Governments can use a combination of
  • Voluntary and Reward Schemes
  • Compulsory and Penalty Schemes
  • Incentives for New Technology and Changes in Industrial Fuel Consumption
Long term solutions require that vehicles use less polluting energy sources such  biofuels, propane and natural gas. I am sorry to say that the marketing of "green solutions" to global warming is becoming yet another scam. One problem is that producing alternate fuels and hybrid cars often requires CO2 emissions that offset or cancel the benefits of improve vehicular design. See Biofuels

Electric Cars are on the road, under development and promise to become vehicles of choice for urban transportation. The new cars represent advances in technology that link computers, electric motors and batteries into systems that drive well, self-regulate, and require little maintenance. The main components are modules that are removed to be refurbished in specialized factories and recycled. One limitation is battery technology. Batteries are heavy, wear out quickly with repeated recharging and require expensive, rather scarce materials such as lithium. Another more severe limitation is obtaining electricity from a non-polluting power source. Even if all the technical problems of building reliable electric cars were solved, there remains a daunting list of infrastructure problems yet to be solved. While electric cars produce little air pollution, generating electricity  continues to be a major source of air pollution. If an electric car is recharged with electricity produced by a fossil fuel burning generator, there may be no net benefit to the atmosphere.  A real solution for car technology would reduce air pollution beginning at source materials and would continue through the use cycle of the vehicle. While is it feasible to use fossil fuels in generation plants with all the latest techniques of emission control and C02 recycling, these plants are uncommon in 2010. Before more people plug in electric vehicles, a new infrastructure of non-polluting, affordable electricity production will have to be built.
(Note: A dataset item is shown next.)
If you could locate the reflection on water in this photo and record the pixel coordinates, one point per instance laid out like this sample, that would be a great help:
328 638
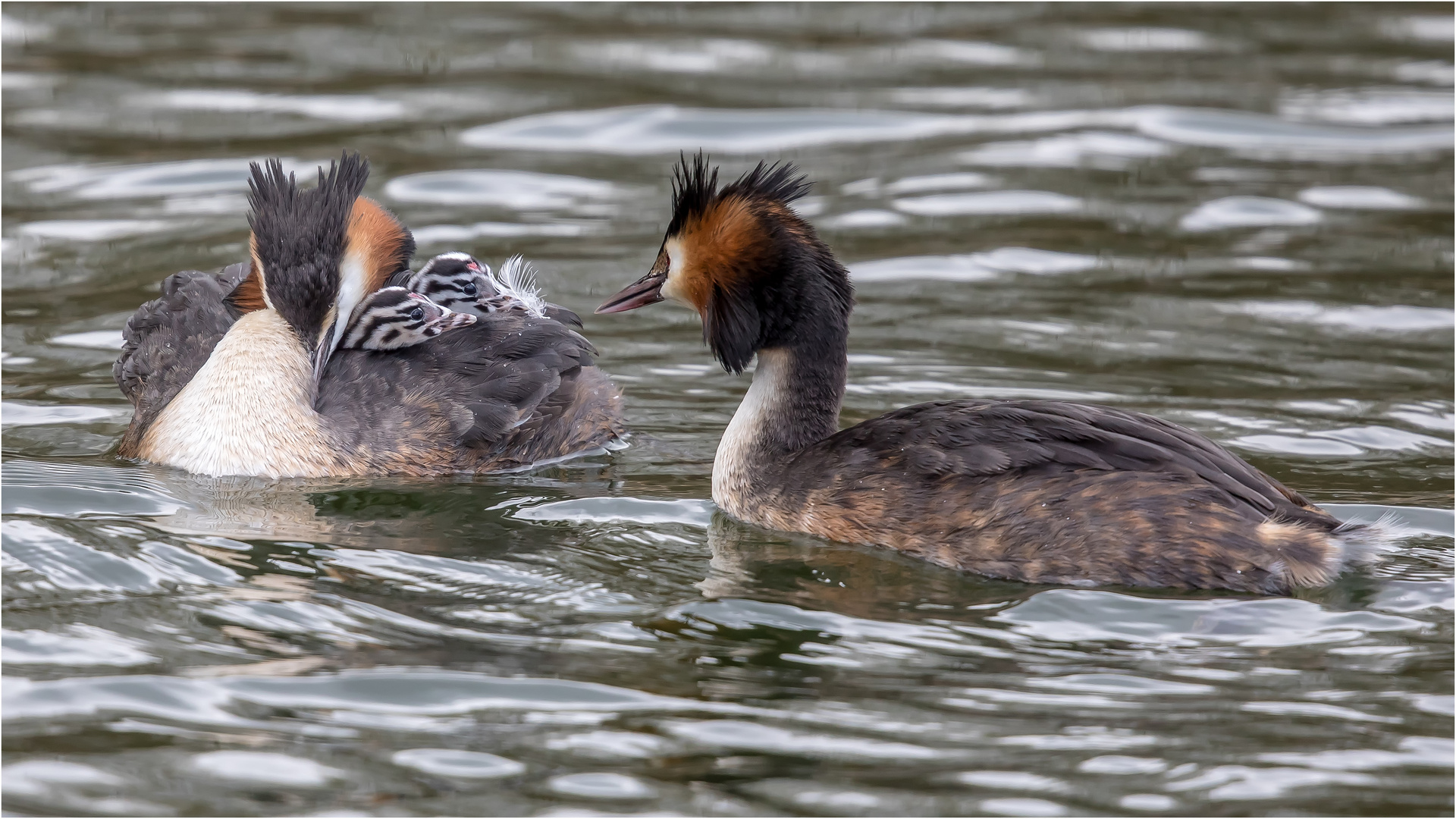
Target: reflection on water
1234 218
You might imagine new residential and commercial buildings that conserve energy and generate their own electricity with solar panels and wind generators that also charge their own electric vehicles. The cost of constructing new, more autonomous buildings is so great that only the wealthiest citizens can afford the capital costs.
In the immediate future reduced car use is the best solution. A gas-inefficient clunker driven twice a week for 20 km is a better choice than a new expensive hybrid car driven everyday for 100 Km. No solution is better than fewer vehicles and reduced vehicle use.